经澄之一见他衣襟一掀,心知不好,立即就有一蓬银星闪电飞来。经澄之一扭身飞闪到五六尺之外,可是已经迟一瞬,叭地一下,左肩上已经中了一只小箭,劲道极强,深入肩骨,若不是闪避得快,对消了一点力量,恐怕已经透穿而过了。

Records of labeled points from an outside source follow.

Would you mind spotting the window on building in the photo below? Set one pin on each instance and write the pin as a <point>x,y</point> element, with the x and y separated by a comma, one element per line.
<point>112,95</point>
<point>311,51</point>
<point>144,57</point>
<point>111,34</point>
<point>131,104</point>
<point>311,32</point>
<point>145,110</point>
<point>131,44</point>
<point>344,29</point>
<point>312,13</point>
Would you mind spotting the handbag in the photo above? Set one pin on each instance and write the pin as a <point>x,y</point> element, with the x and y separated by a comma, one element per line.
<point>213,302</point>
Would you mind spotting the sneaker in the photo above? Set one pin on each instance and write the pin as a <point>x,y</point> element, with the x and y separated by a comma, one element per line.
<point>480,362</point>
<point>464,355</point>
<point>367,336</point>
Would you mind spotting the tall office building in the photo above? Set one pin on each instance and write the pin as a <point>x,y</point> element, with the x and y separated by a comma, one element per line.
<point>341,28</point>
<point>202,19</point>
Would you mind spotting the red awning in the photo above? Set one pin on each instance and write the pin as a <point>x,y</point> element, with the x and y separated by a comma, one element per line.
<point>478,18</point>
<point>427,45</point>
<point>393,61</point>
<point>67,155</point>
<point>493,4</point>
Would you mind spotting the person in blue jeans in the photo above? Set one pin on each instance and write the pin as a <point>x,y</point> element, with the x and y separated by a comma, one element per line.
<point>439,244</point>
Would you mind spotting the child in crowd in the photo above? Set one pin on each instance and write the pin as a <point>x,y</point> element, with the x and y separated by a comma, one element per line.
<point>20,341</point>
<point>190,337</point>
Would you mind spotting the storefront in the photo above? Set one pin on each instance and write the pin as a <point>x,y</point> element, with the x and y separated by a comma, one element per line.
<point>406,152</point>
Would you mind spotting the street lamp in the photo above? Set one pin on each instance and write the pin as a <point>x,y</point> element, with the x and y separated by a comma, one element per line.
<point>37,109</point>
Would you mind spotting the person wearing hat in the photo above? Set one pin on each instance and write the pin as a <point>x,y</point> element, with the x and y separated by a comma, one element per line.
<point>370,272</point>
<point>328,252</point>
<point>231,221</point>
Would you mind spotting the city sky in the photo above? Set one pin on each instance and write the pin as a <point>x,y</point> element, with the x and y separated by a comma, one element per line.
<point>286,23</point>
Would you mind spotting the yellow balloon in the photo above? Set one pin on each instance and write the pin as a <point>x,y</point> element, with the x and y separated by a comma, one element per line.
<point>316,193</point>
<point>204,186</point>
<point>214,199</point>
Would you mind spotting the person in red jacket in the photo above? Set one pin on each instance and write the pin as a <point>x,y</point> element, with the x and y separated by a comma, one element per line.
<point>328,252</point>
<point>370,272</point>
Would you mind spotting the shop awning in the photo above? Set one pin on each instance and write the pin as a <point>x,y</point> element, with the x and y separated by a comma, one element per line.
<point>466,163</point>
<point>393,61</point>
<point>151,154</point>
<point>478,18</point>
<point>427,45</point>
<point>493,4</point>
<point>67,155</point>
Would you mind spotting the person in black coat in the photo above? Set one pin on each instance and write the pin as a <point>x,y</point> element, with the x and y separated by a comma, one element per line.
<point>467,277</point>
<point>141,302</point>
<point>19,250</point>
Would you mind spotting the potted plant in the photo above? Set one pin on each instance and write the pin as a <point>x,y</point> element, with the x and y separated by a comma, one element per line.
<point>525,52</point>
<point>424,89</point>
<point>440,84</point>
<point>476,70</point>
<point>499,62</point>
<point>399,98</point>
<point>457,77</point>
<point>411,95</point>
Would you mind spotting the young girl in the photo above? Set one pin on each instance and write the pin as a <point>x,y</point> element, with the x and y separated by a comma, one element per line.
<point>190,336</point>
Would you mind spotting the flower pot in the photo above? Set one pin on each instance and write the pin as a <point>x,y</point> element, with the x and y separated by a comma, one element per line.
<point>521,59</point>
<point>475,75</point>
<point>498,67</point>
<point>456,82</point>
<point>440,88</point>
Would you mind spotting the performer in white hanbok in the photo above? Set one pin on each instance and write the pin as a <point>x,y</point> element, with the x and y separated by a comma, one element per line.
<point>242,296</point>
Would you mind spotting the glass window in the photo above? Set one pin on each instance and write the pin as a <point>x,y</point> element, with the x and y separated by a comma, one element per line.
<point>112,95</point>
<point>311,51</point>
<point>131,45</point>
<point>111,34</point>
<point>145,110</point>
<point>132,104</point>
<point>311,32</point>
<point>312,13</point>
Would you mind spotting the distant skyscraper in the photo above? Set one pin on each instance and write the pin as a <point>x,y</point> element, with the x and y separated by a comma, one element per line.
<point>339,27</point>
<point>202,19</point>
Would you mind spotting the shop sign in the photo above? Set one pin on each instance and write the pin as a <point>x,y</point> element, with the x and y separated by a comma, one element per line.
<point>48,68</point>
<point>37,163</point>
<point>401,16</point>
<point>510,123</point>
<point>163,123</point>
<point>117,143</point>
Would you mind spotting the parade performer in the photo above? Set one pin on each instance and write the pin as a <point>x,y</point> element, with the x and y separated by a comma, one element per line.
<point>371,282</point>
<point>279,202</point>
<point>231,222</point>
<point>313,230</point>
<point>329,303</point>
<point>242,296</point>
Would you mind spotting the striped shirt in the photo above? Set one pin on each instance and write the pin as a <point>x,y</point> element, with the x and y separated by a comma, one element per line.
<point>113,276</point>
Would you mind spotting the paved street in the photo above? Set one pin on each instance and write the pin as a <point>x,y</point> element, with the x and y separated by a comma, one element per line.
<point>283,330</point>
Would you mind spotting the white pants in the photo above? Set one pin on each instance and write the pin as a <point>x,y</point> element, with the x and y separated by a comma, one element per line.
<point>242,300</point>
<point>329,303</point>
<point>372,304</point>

经澄之无视于肩头的流血,冷冷地对夏心宁说道:“姓夏的!本来我还准备留你一条活命,现在我要让你在洞庭湖内喂鱼虾。”
他说着话一扭身,顷刻没于水内。
夏心宁此时站在船上,已经没有了主意,眼见得那小舟不停地滴滴溜溜打转,而手足无措。就在这个时候,突然哗地一声,水下面突然出现两三个人,齐声大喝:“下吧!”
顿时只觉得小舟一侧,夏心宁随着一个翻身,跌落到湖中。他只感觉到一阵湖水清凉之后,便失去了知觉。

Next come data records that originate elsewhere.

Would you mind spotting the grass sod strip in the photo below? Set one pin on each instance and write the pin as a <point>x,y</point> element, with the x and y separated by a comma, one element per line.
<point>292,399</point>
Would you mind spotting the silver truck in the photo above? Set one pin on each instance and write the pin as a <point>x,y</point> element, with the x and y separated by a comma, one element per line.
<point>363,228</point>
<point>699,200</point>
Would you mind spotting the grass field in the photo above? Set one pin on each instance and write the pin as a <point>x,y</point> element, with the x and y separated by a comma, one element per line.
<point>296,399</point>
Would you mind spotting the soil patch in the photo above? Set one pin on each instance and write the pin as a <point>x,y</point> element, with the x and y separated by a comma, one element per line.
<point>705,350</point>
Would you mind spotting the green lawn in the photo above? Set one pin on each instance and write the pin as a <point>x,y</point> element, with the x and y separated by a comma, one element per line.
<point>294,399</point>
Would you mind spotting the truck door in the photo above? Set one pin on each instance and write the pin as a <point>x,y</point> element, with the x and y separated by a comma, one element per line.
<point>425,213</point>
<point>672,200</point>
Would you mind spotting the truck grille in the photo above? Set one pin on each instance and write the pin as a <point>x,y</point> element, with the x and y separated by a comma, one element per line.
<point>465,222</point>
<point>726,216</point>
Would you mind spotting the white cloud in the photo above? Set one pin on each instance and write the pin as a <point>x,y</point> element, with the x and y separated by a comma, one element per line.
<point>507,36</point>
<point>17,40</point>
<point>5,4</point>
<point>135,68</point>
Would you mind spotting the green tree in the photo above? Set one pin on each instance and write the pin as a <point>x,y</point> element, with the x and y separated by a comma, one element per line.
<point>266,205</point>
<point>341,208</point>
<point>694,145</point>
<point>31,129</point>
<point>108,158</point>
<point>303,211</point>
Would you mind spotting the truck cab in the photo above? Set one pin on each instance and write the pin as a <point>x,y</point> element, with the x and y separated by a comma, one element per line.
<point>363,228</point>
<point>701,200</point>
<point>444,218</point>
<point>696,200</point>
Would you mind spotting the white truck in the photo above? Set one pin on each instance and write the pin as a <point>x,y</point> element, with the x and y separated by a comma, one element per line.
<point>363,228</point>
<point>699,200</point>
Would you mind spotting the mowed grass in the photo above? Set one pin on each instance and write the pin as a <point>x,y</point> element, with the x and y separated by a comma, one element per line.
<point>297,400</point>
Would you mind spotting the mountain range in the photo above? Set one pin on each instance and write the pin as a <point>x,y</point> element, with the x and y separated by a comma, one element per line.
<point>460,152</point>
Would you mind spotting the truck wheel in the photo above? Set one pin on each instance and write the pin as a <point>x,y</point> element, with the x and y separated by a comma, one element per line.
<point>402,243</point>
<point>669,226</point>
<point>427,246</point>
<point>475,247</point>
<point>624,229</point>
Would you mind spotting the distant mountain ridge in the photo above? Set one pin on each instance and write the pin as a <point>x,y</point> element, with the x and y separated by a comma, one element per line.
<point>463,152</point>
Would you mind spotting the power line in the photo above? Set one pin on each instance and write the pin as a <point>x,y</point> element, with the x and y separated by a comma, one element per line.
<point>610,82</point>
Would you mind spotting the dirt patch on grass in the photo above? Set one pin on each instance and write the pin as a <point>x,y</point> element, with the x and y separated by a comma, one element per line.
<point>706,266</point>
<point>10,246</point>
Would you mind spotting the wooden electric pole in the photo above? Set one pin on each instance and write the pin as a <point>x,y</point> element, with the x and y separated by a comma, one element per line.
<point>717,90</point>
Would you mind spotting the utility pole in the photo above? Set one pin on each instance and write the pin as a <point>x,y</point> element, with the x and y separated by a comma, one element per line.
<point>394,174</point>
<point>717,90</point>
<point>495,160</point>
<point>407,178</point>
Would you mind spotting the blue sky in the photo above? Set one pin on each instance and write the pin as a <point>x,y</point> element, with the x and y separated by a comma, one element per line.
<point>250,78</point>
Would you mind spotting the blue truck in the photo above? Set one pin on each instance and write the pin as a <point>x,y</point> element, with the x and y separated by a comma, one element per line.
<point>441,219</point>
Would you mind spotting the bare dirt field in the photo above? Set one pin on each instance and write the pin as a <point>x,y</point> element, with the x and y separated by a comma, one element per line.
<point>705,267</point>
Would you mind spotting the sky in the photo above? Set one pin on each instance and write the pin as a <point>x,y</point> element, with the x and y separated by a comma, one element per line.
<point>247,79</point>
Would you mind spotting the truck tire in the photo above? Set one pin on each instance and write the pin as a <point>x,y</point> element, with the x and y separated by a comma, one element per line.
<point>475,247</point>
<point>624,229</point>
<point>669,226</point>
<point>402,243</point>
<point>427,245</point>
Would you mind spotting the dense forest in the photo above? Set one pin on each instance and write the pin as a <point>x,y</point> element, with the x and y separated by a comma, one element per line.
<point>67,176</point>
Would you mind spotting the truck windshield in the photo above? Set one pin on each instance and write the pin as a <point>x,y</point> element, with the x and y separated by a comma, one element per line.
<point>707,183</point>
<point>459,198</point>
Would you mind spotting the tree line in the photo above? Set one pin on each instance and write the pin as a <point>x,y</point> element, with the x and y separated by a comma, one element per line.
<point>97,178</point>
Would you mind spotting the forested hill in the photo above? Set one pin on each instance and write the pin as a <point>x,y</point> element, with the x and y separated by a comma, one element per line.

等他醒来之后,首先发现的,便是浑身上下都已经被一根筋绳捆着,没有一点挣扎的余地。
他再回眼四顾,原来他又置身在那只“浪里钻”的小舟上。八个大汉如飞的挥动木桨,小舟迎着风浪,飞也似的向前驶行。
经澄之依然是那件青衫,看去好像没有湿,嘴角露着一点笑意,望着夏心宁点点头说道:“姓夏的!有道是:虎无伤人意,人倒有害虎心。你这一箭,是我经澄之有生以来第一次身受,就凭你这一箭,再加上你存心不良来到君山,我再也不能饶你。”

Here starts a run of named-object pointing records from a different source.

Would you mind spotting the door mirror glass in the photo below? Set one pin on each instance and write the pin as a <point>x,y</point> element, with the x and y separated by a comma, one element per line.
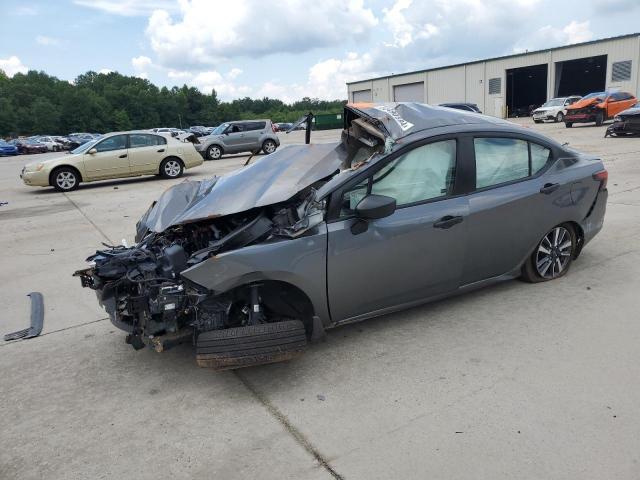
<point>374,206</point>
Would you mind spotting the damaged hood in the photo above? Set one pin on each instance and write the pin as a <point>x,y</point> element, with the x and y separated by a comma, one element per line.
<point>268,180</point>
<point>399,119</point>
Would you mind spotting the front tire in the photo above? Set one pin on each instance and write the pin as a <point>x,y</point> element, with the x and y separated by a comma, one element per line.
<point>65,179</point>
<point>599,119</point>
<point>553,256</point>
<point>214,152</point>
<point>250,345</point>
<point>269,146</point>
<point>171,168</point>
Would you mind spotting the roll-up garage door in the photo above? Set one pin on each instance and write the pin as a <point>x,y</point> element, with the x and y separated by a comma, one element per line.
<point>362,96</point>
<point>409,92</point>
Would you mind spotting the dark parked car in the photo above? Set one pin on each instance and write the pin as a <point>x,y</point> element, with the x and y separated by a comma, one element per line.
<point>626,122</point>
<point>469,107</point>
<point>29,146</point>
<point>416,203</point>
<point>7,148</point>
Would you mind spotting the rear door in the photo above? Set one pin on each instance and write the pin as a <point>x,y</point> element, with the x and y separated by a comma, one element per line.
<point>415,253</point>
<point>146,151</point>
<point>110,160</point>
<point>519,196</point>
<point>618,102</point>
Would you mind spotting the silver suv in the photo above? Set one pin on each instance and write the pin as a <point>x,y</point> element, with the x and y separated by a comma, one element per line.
<point>236,137</point>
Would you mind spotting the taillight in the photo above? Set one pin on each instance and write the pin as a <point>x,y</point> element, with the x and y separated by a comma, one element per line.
<point>602,176</point>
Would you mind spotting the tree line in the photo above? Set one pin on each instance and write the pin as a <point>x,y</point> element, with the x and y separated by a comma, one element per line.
<point>37,103</point>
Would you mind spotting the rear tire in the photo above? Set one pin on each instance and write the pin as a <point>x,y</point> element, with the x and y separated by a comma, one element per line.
<point>252,345</point>
<point>171,168</point>
<point>214,152</point>
<point>553,256</point>
<point>65,179</point>
<point>269,146</point>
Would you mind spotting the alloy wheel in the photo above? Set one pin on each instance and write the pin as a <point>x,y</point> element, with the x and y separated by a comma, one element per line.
<point>554,253</point>
<point>66,180</point>
<point>172,168</point>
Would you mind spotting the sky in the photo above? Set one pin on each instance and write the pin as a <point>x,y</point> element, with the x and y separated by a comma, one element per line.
<point>288,49</point>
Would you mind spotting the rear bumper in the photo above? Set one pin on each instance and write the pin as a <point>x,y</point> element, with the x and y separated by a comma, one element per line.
<point>579,118</point>
<point>594,221</point>
<point>624,127</point>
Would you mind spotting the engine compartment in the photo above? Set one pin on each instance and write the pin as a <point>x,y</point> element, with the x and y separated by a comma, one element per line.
<point>141,289</point>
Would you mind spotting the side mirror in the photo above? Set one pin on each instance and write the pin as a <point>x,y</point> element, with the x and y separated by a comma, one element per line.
<point>373,207</point>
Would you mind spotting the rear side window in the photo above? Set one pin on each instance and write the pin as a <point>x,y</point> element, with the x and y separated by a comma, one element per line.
<point>540,156</point>
<point>137,140</point>
<point>254,125</point>
<point>502,160</point>
<point>117,142</point>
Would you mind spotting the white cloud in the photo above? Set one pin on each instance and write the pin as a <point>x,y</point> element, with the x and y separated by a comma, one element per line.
<point>141,66</point>
<point>205,32</point>
<point>47,41</point>
<point>26,11</point>
<point>12,65</point>
<point>224,85</point>
<point>128,8</point>
<point>548,36</point>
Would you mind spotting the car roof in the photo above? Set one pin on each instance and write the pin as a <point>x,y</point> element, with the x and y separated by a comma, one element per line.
<point>400,119</point>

夏心宁此时心里突然有一个奇怪的想法:“活华陀古照文为什么要约我在洞庭君山和我相会?照这位姓经的行为看来,君山胜家庄不一定是个值得钦佩的地方。”
他睥睨了经澄之一眼,也为自己产生一点悲哀,葬身在洞庭湖,是他所未能料及,也是他未能心甘的事。
经澄然忽然一抬手,八个大汉又一齐竖起木桨,任凭小舟在慢慢地飘流中停顿下来。这时候经澄之双手一把抓住夏心宁,高举过头,笑嘻嘻地说道:“姓夏的!你能葬身在这样的名湖之中,总是你的幸运。”
说罢脱手一扔,将夏心宁抛出好几丈远,扑通一声,水花四溅,夏心宁落身水里。这次夏心宁自知必死,反倒心情平静,没有方才那种惊慌之意,所以,当他落身到湖里的时候,他居然还保持了一段时期的清醒。